OpenSearch
OpenSearch copied to clipboard
[Segment Replication] Swap replica to writeable engine during failover.
As part of #2212, after a new primary has been selected we will need to convert its engine from an NRTReplicationEngine to InternalEngine.
The logic we are looking for here is similar to IndexShard's resetEngineToGlobalCheckpoint. However, we cannot simply close and reopen the engine. Replicas may have uncommitted operations in the index if it had synced from a refresh point of the previous primary. Lucene does not currently provide a way for us to convert from a directory reader that refreshes on an externally provided segmentInfos back to one that refreshes on an IW. This means we will only be able to open the InternalEngine with its writer from disk.
A suggested sequence for replica promotion:
- Invoke a SegmentInfos.commit on the replica, creating a new commit point (Segments_N). We are safe committing here outside of an IW because there are no buffers that need to be flushed / new segments that need to be created.

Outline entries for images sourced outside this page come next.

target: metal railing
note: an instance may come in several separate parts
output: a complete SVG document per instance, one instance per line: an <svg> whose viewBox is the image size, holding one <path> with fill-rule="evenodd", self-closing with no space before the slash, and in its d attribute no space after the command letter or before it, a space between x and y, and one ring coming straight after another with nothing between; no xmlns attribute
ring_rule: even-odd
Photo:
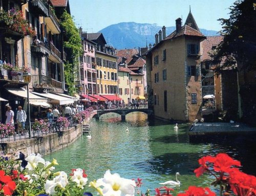
<svg viewBox="0 0 256 196"><path fill-rule="evenodd" d="M22 71L11 71L3 68L0 68L0 80L21 82L23 81L23 76Z"/></svg>
<svg viewBox="0 0 256 196"><path fill-rule="evenodd" d="M51 51L54 53L56 56L57 56L60 59L61 59L61 54L60 52L59 51L58 49L56 47L56 46L53 44L53 43L50 42L51 45Z"/></svg>

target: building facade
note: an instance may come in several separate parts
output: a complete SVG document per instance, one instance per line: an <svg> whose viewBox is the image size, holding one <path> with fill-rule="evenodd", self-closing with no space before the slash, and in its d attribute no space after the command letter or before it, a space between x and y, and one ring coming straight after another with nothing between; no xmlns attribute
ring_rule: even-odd
<svg viewBox="0 0 256 196"><path fill-rule="evenodd" d="M117 57L115 55L115 48L106 45L101 33L88 33L87 36L89 39L96 43L97 88L93 92L89 91L89 94L118 94Z"/></svg>

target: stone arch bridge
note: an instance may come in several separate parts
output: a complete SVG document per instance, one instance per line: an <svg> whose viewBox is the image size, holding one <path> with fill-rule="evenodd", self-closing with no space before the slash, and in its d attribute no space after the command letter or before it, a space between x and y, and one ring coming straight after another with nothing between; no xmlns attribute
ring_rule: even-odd
<svg viewBox="0 0 256 196"><path fill-rule="evenodd" d="M93 117L95 118L97 120L98 120L101 115L107 114L108 113L115 113L121 115L121 119L122 121L125 121L125 116L126 114L134 112L141 112L145 113L147 114L147 118L148 119L152 118L154 116L153 110L148 108L117 109L97 110L97 113L95 113Z"/></svg>

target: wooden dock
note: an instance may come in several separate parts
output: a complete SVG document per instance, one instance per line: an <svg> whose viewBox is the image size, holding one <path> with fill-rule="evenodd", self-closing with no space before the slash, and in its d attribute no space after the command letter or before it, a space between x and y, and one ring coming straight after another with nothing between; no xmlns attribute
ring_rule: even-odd
<svg viewBox="0 0 256 196"><path fill-rule="evenodd" d="M188 132L189 135L239 133L256 134L256 127L238 122L203 122L192 125Z"/></svg>

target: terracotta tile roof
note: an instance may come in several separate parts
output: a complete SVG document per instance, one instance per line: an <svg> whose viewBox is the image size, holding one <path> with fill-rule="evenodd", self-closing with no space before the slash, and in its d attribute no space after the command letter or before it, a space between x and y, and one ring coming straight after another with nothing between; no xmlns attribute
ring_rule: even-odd
<svg viewBox="0 0 256 196"><path fill-rule="evenodd" d="M196 30L187 24L185 24L182 27L180 32L177 33L175 30L167 36L164 40L172 39L183 35L205 37L205 36L200 31Z"/></svg>
<svg viewBox="0 0 256 196"><path fill-rule="evenodd" d="M118 70L123 72L132 72L132 71L129 69L128 69L127 68L123 67L121 66L118 66Z"/></svg>
<svg viewBox="0 0 256 196"><path fill-rule="evenodd" d="M131 75L132 76L143 76L143 74L135 73L135 72L133 72L133 71L132 71L131 72Z"/></svg>
<svg viewBox="0 0 256 196"><path fill-rule="evenodd" d="M134 55L137 55L139 54L139 52L136 48L133 49L124 49L116 51L116 55L119 57L117 60L117 63L120 63L122 57L125 57L126 60L125 62L129 64L130 62L133 59ZM118 61L118 60L119 61Z"/></svg>
<svg viewBox="0 0 256 196"><path fill-rule="evenodd" d="M128 65L128 67L142 67L145 64L146 64L146 61L140 58L133 65Z"/></svg>
<svg viewBox="0 0 256 196"><path fill-rule="evenodd" d="M139 67L129 67L129 69L133 71L134 70L139 70Z"/></svg>
<svg viewBox="0 0 256 196"><path fill-rule="evenodd" d="M210 59L209 52L216 47L223 40L222 36L206 37L206 39L202 41L202 56L201 61L205 61Z"/></svg>
<svg viewBox="0 0 256 196"><path fill-rule="evenodd" d="M66 7L68 0L51 0L54 7Z"/></svg>

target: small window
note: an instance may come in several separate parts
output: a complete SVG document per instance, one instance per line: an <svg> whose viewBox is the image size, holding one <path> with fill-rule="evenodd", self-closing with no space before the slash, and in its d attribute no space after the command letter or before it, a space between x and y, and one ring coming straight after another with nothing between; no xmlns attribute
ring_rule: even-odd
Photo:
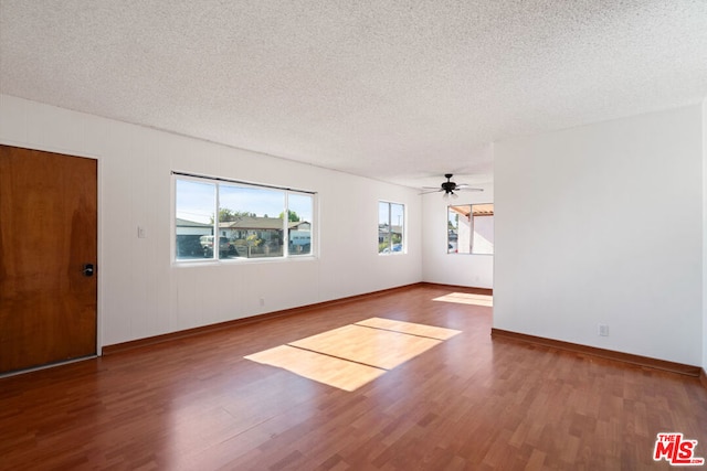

This commit should also include the latest local cp on the replica in userdata.
- manually fsync the store with
directory.sync
so the commit point is durably persisted. - purge the xlog up to the local cp.
- close and open up a new InternalEngine.

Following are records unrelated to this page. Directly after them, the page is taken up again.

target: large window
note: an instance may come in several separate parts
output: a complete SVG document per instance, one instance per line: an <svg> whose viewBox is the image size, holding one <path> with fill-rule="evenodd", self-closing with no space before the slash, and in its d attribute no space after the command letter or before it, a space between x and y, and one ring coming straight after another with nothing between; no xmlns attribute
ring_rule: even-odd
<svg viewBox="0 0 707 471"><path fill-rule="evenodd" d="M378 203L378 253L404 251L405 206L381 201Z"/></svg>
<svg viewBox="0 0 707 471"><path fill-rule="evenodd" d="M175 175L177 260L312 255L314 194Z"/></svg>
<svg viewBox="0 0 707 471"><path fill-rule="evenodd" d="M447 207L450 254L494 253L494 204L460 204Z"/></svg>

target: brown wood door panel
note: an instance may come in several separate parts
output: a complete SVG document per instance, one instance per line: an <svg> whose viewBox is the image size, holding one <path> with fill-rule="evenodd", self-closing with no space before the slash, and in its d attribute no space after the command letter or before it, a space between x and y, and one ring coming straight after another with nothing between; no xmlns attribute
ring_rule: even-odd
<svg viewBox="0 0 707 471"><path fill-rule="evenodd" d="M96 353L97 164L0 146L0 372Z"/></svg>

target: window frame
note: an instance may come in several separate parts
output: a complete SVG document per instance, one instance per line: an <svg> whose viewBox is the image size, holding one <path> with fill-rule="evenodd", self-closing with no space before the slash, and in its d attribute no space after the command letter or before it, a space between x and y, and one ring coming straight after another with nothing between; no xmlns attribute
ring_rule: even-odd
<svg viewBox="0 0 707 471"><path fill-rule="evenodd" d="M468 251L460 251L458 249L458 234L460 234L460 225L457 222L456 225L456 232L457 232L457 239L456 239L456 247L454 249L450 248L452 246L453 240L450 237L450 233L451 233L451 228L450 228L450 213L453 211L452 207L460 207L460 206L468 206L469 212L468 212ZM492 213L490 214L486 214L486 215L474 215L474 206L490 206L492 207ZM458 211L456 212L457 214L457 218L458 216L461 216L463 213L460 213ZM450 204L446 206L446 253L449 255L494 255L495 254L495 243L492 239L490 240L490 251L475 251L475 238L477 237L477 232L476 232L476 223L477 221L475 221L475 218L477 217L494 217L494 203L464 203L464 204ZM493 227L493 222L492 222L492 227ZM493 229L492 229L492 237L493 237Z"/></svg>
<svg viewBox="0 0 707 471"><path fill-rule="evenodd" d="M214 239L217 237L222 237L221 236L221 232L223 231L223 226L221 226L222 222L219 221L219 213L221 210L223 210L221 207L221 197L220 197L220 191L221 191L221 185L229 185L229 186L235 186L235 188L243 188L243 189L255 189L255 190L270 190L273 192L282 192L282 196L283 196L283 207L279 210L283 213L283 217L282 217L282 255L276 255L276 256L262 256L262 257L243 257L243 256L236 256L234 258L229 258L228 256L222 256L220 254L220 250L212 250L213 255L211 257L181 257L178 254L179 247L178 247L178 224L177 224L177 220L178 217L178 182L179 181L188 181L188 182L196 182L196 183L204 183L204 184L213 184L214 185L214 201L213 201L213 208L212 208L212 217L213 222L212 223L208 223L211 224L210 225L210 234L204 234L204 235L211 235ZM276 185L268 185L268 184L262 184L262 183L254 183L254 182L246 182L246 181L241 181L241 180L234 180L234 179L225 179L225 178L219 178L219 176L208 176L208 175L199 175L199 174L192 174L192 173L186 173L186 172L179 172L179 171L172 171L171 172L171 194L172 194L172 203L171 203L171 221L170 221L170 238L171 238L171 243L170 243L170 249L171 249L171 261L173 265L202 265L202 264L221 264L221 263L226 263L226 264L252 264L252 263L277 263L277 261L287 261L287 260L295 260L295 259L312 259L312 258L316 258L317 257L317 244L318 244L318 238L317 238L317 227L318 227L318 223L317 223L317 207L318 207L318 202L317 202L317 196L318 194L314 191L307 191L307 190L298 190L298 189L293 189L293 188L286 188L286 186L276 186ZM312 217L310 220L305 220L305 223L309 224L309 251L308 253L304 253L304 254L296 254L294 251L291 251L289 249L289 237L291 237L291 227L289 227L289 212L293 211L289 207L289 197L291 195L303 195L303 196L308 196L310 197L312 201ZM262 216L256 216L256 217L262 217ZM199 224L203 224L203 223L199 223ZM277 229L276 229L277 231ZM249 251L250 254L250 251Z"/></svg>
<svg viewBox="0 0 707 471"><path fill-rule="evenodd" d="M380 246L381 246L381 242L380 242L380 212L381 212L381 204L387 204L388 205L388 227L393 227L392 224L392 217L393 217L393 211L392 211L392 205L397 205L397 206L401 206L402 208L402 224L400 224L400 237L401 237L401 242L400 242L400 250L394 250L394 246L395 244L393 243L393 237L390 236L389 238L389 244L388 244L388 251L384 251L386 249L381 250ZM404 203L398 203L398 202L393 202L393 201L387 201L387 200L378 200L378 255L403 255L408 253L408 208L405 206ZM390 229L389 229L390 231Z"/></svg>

- Replay any ops remaining in the xlog.
- Refresh to push out latest checkpoint to replicas.
Checklist for me as I go through this...
- [x] commit SegmentInfos on the replica storing checkpoints.
- [x] Write a test asserting the engine type is swapped during failover.
- [x] xlog is purged up to the local cp on the commit and that remaining ops are indexed.
- [x] Accuracy of the local cp on the replica, this is being sent as seqNo during replication, it should be set by reading the index.
- [x] Prevent reindexing after promotion - engine should not revert to a previous safe commit & reindex up to global cp.